The Minority Spokesperson on Agriculture and Cocoa Affairs, Mr Eric Opoku, has cautioned the government to act swiftly to save the Ghana Cocoa Board from collapsing.

Mr Opoku who is also the member of Parliament for Asunafo Soouth in the Ahafo Region said COCOBOD has been poorly managed and incurred a lot of losses that is threatening the imminent shut down of the company.

In an interview on the Gumbe Show on TV XYZ, the Legislator said the COCOBOD has been unable to find solutions to current challenges confronting the institution, urging that the CEO, Joseph Boahen Aidoo be sacked.

He said the COCOBOD owes Ghanaian banks to the tune of GHS 8.1 billion through bonds to be able to purchase cocoa but added that the funds were mismanaged.

“By next year, if the government is unable to get some funds to pay the debts owed by COCOBOD, I won’t be surprised that some of the banks will sue the company and its assets will be ordered to be sold,” he told host Oheneba Boamah.

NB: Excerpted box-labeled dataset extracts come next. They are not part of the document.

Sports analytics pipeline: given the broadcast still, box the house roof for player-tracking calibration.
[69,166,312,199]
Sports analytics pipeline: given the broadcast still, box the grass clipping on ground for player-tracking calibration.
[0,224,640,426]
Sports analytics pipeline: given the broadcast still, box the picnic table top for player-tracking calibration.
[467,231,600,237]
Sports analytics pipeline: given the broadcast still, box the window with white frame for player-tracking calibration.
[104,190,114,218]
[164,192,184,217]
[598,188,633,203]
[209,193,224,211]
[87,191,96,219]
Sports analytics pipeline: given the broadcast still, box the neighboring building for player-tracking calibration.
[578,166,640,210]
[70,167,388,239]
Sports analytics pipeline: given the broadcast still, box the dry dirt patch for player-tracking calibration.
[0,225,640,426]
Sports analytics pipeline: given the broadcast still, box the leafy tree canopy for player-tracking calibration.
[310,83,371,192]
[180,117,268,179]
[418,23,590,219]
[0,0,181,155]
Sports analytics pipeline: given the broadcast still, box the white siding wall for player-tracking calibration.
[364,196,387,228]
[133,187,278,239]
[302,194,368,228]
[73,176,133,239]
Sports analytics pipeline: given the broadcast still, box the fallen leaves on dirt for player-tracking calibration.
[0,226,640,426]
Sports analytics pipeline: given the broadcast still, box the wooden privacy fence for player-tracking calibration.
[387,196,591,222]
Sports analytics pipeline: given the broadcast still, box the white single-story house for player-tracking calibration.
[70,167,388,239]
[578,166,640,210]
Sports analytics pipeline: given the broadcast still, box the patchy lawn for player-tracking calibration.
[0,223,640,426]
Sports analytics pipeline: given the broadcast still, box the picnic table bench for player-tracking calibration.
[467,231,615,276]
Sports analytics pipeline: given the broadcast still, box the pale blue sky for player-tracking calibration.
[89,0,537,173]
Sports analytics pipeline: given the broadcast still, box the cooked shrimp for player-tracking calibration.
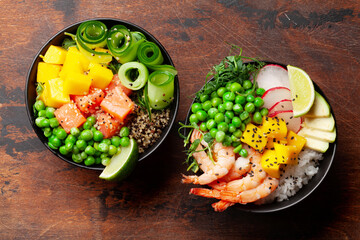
[182,130,235,185]
[190,176,279,204]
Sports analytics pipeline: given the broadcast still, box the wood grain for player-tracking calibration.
[0,0,360,239]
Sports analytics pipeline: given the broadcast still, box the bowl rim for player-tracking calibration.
[182,60,337,213]
[24,17,180,171]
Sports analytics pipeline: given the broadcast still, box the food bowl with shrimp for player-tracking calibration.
[180,51,336,212]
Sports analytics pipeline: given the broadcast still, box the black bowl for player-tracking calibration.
[25,18,180,170]
[184,62,337,213]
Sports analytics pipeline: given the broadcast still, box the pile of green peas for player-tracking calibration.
[189,80,269,157]
[34,100,130,166]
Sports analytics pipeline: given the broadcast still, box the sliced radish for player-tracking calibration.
[269,110,303,133]
[256,64,290,91]
[269,99,292,115]
[261,87,291,109]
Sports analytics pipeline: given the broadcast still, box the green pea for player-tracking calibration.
[243,80,252,90]
[56,128,67,140]
[59,145,69,155]
[215,131,225,142]
[202,100,212,111]
[34,100,45,112]
[230,82,242,92]
[235,95,246,105]
[84,145,96,156]
[256,88,265,97]
[200,94,209,102]
[65,134,77,144]
[40,118,50,127]
[233,144,242,153]
[191,103,202,113]
[240,111,249,121]
[253,112,262,124]
[38,110,46,117]
[206,119,216,129]
[45,107,55,118]
[223,92,236,102]
[108,145,117,156]
[76,139,87,151]
[214,113,225,123]
[120,137,130,147]
[189,113,199,123]
[101,157,111,167]
[218,104,226,113]
[208,108,219,119]
[83,121,92,130]
[86,116,96,125]
[211,97,222,107]
[71,153,83,163]
[224,102,234,111]
[244,102,255,113]
[239,148,248,157]
[93,130,104,142]
[199,122,208,132]
[70,127,80,137]
[218,122,229,133]
[216,87,228,97]
[231,117,241,128]
[195,110,207,121]
[246,94,255,103]
[260,108,269,116]
[233,129,242,138]
[210,128,219,138]
[225,111,235,119]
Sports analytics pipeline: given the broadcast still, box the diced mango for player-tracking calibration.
[274,143,298,165]
[36,62,61,83]
[60,46,90,80]
[40,78,70,108]
[241,123,267,153]
[64,72,91,95]
[88,63,114,89]
[43,45,67,64]
[260,117,287,139]
[260,150,280,178]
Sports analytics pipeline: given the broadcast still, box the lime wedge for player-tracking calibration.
[99,139,139,181]
[287,65,315,117]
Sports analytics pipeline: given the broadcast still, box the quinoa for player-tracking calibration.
[128,107,170,153]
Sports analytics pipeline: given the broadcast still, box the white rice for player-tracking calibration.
[257,148,323,204]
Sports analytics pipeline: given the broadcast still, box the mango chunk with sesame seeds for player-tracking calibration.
[88,63,114,89]
[260,116,287,139]
[241,123,267,153]
[43,45,67,64]
[260,150,281,178]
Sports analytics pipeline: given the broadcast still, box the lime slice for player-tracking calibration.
[287,65,315,117]
[99,139,139,181]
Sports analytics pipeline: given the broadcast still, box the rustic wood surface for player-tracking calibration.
[0,0,360,239]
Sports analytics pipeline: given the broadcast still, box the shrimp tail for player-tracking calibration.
[211,200,235,212]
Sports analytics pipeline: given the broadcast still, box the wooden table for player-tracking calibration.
[0,0,360,239]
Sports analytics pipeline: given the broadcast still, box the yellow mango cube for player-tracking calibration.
[274,143,298,164]
[43,45,67,64]
[36,62,61,83]
[64,72,91,95]
[260,117,287,139]
[88,63,114,89]
[241,123,267,152]
[40,78,70,108]
[60,47,90,80]
[260,150,280,178]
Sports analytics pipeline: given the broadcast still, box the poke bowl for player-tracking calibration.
[180,54,336,213]
[25,18,179,170]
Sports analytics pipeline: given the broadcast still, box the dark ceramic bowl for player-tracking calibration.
[25,18,180,170]
[184,62,337,213]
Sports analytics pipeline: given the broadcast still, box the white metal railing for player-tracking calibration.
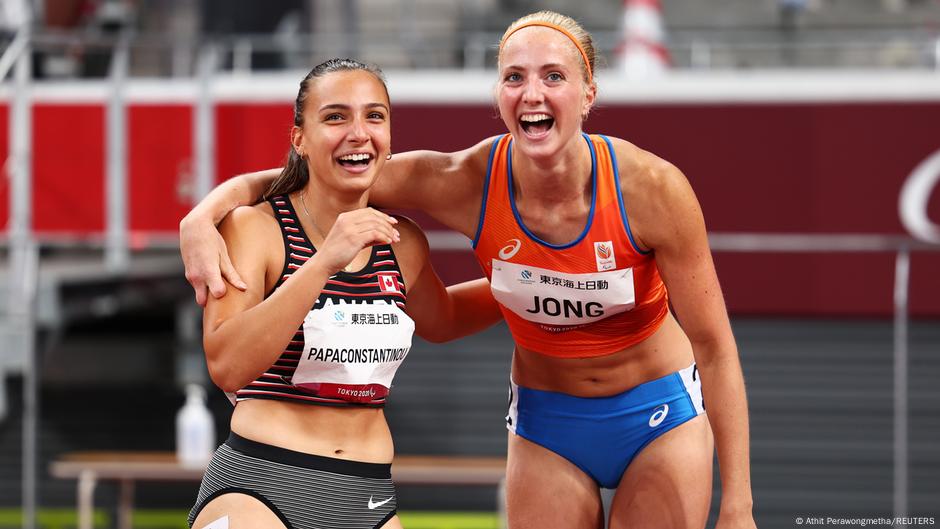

Meanwhile, the Chief Executive Officer of the COCOBOD, Joseph Boahen Aidoo has told Parliament’s Public Accounts Committee that the company is struggling due to the impact of cocoa smuggling and illegal mining.

He said the company lost over 150,000 metric tonnes of cocoa beans to smuggling in 2023. According to the COCOBOD CEO, cocoa production has also declined due to the activities of illegal miners (galamsey) and disease attacks.

Minority Wants CEO Sacked

However, a minority member of the Public Accounts Committee, Ibrahim Murtala Muhammed, Member of Parliament for Tamale Central, says he does not believe the explanations of the COCOBOD CEO.

“As the country that produced the highest quality of cocoa, even at a point in time we were producing more cocoa than the Ivory Coast. And it got to a stage that Ivory Coast overtook us, this is what happens, it’s always like a twin relationship, sometimes we overtake them, sometimes they overtake us. One thing that they have never overtaken us is the quality of the cocoa that we produce. Why is it that we are no longer producing the highest quality of cocoa?”

When told that officialdom attribute the decline in fortunes to galamsey, Murtala disagreed.

“What galamsey? The issue of galamsey didn’t start today, and I remember as a member of COCOBOD, issues came up and that was the reason why, frontally, under the leadership of Dr. Opuni and President Mahama it was fought frontally. I will not say we didn’t have galamsey, but the level of havoc that galamsey was causing to our cocoa is not as it is today.